Monday, January 27, 2014

Beige Flags

Beige colored waving flag
Not every instance of ableism makes me see red. Some things just annoy me, bore me, or make me slightly peeved. I’ve come to think of these as my “Beige Flags”. Here are three examples:

Being called “Inspirational” ...

First of all, I don’t often get called “inspirational”. Mostly I read about others being termed “inspirational”, in print. Obviously, it’s a tired cliché, something people say when they want to be vaguely positive but don’t know what else to say. It’s also problematic, with a definite underdone of low expectations and prejudice. But, I’m really unsure of just how common the “inspirational” thing is in real life.

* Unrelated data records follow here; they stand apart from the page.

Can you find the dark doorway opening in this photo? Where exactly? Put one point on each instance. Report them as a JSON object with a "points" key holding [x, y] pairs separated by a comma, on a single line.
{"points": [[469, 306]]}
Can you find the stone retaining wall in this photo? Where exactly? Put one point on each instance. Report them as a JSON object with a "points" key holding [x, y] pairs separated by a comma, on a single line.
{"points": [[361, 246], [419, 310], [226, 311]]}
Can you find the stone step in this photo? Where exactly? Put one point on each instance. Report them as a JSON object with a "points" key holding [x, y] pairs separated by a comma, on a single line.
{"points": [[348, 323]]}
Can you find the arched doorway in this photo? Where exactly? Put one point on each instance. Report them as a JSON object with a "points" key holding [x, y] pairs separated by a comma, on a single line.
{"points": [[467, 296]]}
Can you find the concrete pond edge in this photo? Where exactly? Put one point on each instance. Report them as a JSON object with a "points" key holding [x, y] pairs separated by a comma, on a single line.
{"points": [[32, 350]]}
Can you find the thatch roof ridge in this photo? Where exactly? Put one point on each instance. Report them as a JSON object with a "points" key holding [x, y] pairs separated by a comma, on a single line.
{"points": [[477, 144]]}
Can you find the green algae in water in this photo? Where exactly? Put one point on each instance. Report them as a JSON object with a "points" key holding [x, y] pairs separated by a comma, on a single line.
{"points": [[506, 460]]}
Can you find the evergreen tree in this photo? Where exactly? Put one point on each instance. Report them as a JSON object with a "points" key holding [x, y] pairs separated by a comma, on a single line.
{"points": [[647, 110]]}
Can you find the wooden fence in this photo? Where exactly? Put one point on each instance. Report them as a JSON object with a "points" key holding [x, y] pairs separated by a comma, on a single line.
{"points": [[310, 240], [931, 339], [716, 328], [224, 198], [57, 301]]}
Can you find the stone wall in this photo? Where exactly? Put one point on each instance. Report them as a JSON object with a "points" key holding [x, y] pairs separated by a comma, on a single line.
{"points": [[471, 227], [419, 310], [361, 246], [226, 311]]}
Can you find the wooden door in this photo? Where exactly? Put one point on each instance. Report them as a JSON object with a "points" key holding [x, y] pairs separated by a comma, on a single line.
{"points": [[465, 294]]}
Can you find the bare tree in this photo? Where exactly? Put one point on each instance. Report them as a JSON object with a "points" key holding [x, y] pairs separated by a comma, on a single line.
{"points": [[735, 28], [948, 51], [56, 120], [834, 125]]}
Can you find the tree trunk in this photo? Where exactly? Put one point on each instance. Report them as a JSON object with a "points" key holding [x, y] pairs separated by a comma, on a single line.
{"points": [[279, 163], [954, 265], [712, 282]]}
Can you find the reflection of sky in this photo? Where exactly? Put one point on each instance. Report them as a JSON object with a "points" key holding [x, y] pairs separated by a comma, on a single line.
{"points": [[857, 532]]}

The other thing that sort of moderates my feelings is that I sometimes think that maybe inspiring other people isn’t the worst thing in the world, even if that inspiration is built on a flimsy premise. Also, I sometimes think that maybe it’s not my place to police other peoples’ feelings. It’s important to call out prejudice, but at the same time, I don’t like being the sort of person who constantly goes around telling people they’re “doing it wrong”. If “inspiration” is what someone feels, why should I contradict them? Maybe it’s better to build on this starting point and just roll my eyes in private.

Unsolicited help …

Occasionally I’m reminded of how nervous some non-disabled are about social interactions with disabled people. Often this manifests in a fear that if they offer assistance, they’ll be scolded or shamed in some way. Apparently, we’re all really touchy about unsolicited help. I mean, we aren’t, really. We mainly get angry if we are touched or physically moved without our consent or direction. Being asked if we want help is quite a different matter, at least to me. Sometimes, even just being asked annoys me a bit, but it doesn’t make me angry. Again, it’s a Beige Flag for me, not a Red Flag. So to non-disabledp people wondering if it’s okay to offer help … just relax. If you want to offer, offer. As long as you respect our answers, you’re fine.

Sex ...

I am truly ambivalent about the whole subject of sex and disability. From my own perspective, the problem is twofold. For starters, I am disadvantaged by society’s dominant definitions of physical attractiveness. In general, I am not likely to be immediately, visually attractive to most women. I’m not saying this is absolute; it’s a matter of probability. Connected with this, but distinct from it, my own self-image has throughout my life been shaped by my perception of what other people find attractive and not attractive. As a result, I have self-limited myself and probably sent all sorts of discouraging signals when it comes to sexuality.

What I don’t really buy is the idea that there are these powerful taboos against people with disabilities having sex. I just don’t see it. I think there’s a lot of factual ignorance, and a sort absence of thought in which most non-disabled people simply never think of disabled people thinking about sex. But, I don’t hear much in the way of moral disapproval or disgust. The closest I’ve heard is people who have strong opinions about the wisdom of disabled people having kids, which I kind of think is a separate kind of question.

Still, I could get really resentful about all of this. It could be a Red Flag topic for me. What makes it less so is my feeling that a lot of the apparent barriers for me are internal and my own responsibility. That, and my strong belief that nobody has a “right” to sex that in any way supercedes individual likes, dislikes, and consent. I think it’s great and important to raise awareness … through discussion and photo projects for instance … of sexuality and disability. Maybe over time more people will have more open minds, and conceptions of beauty and attractiveness will become broader and more inclusive. But, on a person to person level, I can’t act like my own sex life or lack of it is some sort of political thing. Other peoples’ lack of imagination doesn’t entitle me to any sort of consideration, other than what I’m willing and able to generate for myself.

In short, though I generally believe that “the personal is the political”, I really feel that when it comes to sex and disabled people, the issue is a lot more personal than it is political.

As always, I welcome contrary opinions and other examples, in the comments.